Yes, that’s right.  You heard me.  Chapman University is reorganizing their entire University Advancement division.  My position is one of the several being eliminated.  They will not give us a concrete time frame, but they said it will be at least two months and maybe three.  The Dean told me they would keep me as long as they could manage, but that it was mostly out of his control.

You would think I should be distraught.  I’m not.

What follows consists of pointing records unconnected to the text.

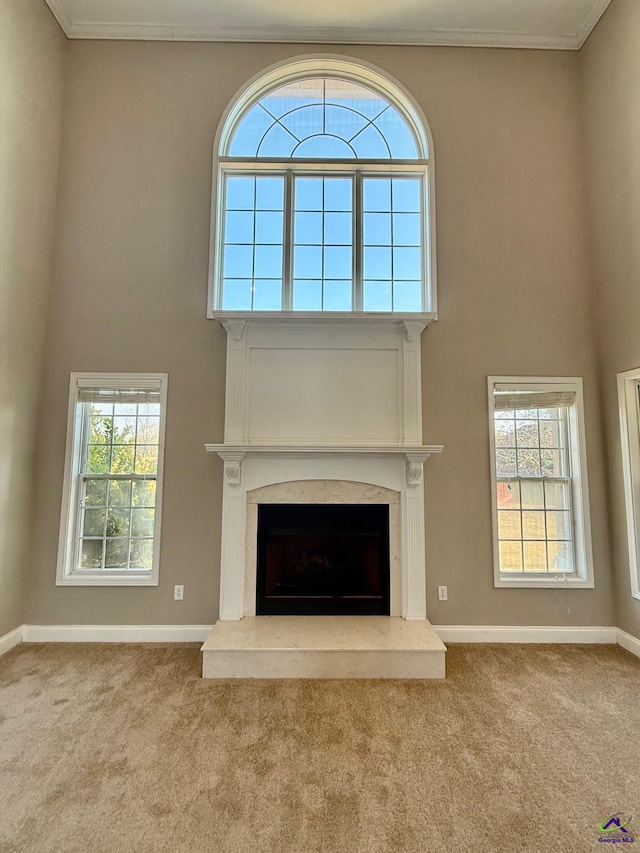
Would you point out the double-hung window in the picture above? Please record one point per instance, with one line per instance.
(110, 528)
(629, 404)
(323, 198)
(539, 482)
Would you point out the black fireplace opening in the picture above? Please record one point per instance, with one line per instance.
(323, 559)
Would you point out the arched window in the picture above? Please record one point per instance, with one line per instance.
(323, 198)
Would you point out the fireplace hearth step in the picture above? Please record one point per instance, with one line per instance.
(323, 647)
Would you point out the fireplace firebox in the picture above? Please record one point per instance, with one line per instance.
(323, 559)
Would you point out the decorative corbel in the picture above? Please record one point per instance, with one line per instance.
(232, 467)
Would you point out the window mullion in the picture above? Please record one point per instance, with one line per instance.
(357, 296)
(287, 278)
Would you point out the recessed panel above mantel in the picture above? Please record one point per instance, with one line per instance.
(545, 24)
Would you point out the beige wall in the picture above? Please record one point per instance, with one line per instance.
(610, 63)
(32, 51)
(131, 279)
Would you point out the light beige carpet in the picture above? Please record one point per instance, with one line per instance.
(125, 748)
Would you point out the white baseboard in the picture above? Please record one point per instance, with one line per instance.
(629, 642)
(199, 633)
(525, 634)
(13, 638)
(116, 633)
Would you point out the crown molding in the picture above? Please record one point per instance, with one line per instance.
(315, 35)
(60, 16)
(328, 35)
(599, 8)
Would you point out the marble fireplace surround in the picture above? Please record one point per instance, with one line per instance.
(323, 492)
(391, 475)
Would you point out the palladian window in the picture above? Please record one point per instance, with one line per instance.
(323, 198)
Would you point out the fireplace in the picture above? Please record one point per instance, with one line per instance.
(323, 559)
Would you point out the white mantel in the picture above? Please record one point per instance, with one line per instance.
(323, 398)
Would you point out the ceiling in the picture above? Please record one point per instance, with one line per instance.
(547, 24)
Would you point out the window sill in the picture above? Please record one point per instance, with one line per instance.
(554, 582)
(130, 579)
(317, 317)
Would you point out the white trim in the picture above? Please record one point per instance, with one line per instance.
(12, 639)
(65, 576)
(116, 633)
(199, 633)
(324, 35)
(526, 634)
(629, 642)
(61, 18)
(628, 406)
(599, 8)
(584, 576)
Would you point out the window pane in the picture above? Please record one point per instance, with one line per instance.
(506, 463)
(268, 262)
(146, 459)
(238, 261)
(98, 459)
(269, 193)
(144, 493)
(118, 522)
(308, 193)
(509, 525)
(308, 228)
(558, 525)
(377, 229)
(141, 553)
(406, 195)
(407, 296)
(377, 263)
(533, 525)
(93, 522)
(529, 463)
(236, 295)
(337, 261)
(338, 194)
(406, 229)
(95, 492)
(532, 495)
(307, 295)
(377, 194)
(269, 225)
(120, 493)
(116, 553)
(267, 295)
(535, 556)
(406, 263)
(122, 457)
(91, 554)
(240, 193)
(510, 557)
(239, 226)
(377, 296)
(142, 521)
(337, 229)
(337, 295)
(307, 262)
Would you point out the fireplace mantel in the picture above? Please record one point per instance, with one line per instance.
(233, 456)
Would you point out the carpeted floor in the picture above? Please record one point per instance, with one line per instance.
(124, 748)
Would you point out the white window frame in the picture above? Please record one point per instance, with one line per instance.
(67, 574)
(583, 575)
(629, 407)
(355, 71)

I can claim to be worried.  I can claim to be weary.  The last thing I want to spend my time doing is applying for jobs.  It takes hours to write a good cover letter, and then I send it all out into the vacuum of the internet and never hear back.  I do this several times a week, and maybe I will hear from one place in the three months before I’m out of a job, student loan debts still clamoring to be paid.  It’s enough to make a girl give up and agree to live in abject poverty the rest of her life.  None of the other options seem to be working.

But as much as I loathe the thought of a job search, I relish the idea of being in a new job.  Maybe I could get a job in Claremont without a three hour commute.  I could walk to work, or buy that teal beach cruiser.  I could work one job with a real live lunch hour instead of rushing from busy job #1 to busy job #2 with only minutes to spare.  And it could be much worse.  I still have job #1.  I may have to scrimp and save my pennies, but I will be able to pay the rent.  I won’t starve.  I have a bevy of people willing to give me good references.

The uncertainty is what’s killing me most.  Is this a good thing or a bad thing?  I just don’t know.  It’s too early to tell.  So I cling to good and hope it comes true.

I have a feeling the phrase “blessing in disguise,” is about to come out of my mouth about five million times.